HAMPSHIRE presenter Alan Titchmarsh wants to be cast in a new TV role - as the gardener in Downton Abbey the movie.
The former host of Gardeners' World and the Chelsea Flower Show is about to be seen on-screen "peeling back history" in a series on the National Trust.
However, he wants to appear in the big-screen outing of the hit period drama.
"If they bring this film of Downton Abbey out I'm going to have a go at (creator) Julian Fellowes. I've never seen anybody do anything in the garden.
"I'd like to play the gardener. I'd have a big beard and wheel a wheelbarrow in the background," he said.
"It wouldn't take off but I'd love to do that. I'd just like to be a part of it because I so enjoyed that series!"
In his new, six-part series, Secrets Of The National Trust, Alan, 67, explores stunning estates and historic houses.
As well as conservation work taking place across the UK, gardens, landscapes and coastlines also feature in the Channel 5 show.
Titchmarsh warned that the green belt had to be protected.
"When the thin edge of the wedge comes and public parks are done away with... it's a false economy.
"They're vitally important to our wellbeing," he said.
"You build on the (green belt) at your peril. We have to have houses for people but there are lots of sites we can build on," he said.
When the mild-mannered star promoted another show, Love Your Garden, he caused an upset on BBC Breakfast.
Presenter Louise Minchin apologised after Alan, who is the Chancellor of Winchester University, used the gardening term "bastard trenching", referring to the practice of double digging.
But the star criticised the apology, saying it was a "knee-jerk reaction" and the breakfast show "shot themselves in the foot".

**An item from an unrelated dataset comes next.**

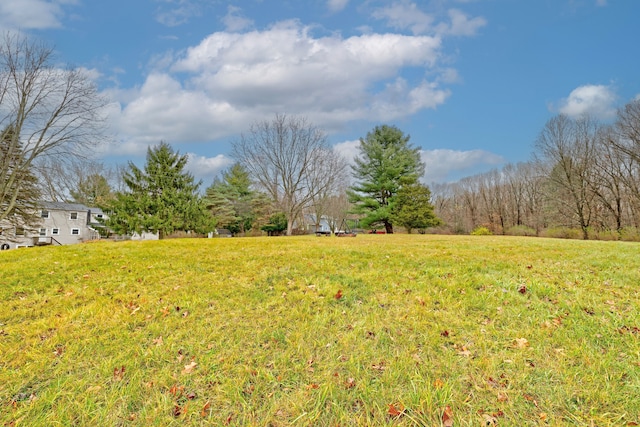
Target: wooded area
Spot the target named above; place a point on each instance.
(583, 181)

"They got lots of letters from people explaining how the word is used in other areas.
"I don't think Shakespeare has yet been doctored. Edmund the Bastard is still Edmund the Bastard in King Lear, not Edmund the Illegitimate," he said.
"It's not as if I was using it as a derogatory term towards somebody. It was silly.
"I didn't know what they were talking about at first. She (Minchin) turned to the camera and said 'we apologise for the bad language'.
"I thought 'whoops, what did they say?' Oh gosh, she's on about me. It was a shock."
Alan, who is also a deputy Lord Lieutenant of Hampshire will not be joining Strictly Come Dancing, having been asked to take part, "because my wife says my gardeners' knees won't take the lifts", or I'm A Celebrity... Get Me Out Of Here! because no-one would want to see "me sitting down, grumbling".
However, despite "complaining like everybody else" about life, the former Ground Force star said he believed in getting things done - including Brexit.
"I did vote Remain but I have a lot of sympathy with Brexit.
"The mistake that Europe made was trying to homogenise everybody and make everybody alike on everything," he said.
"That's what eventually got the backs up of the British people...
"You can't suddenly homogenise 27 countries in the space of half a century when they've been ploughing their own furrow for thousands of years."
He said: "I've got to the stage now where we have to crack on and get on with it and make it work," adding: "As long as it doesn't make us insular and xenophobic, we can plough our own furrow."
- Secrets Of The National Trust With Alan Titchmarsh airs on Tuesdays at 9pm on Channel 5, from February 7.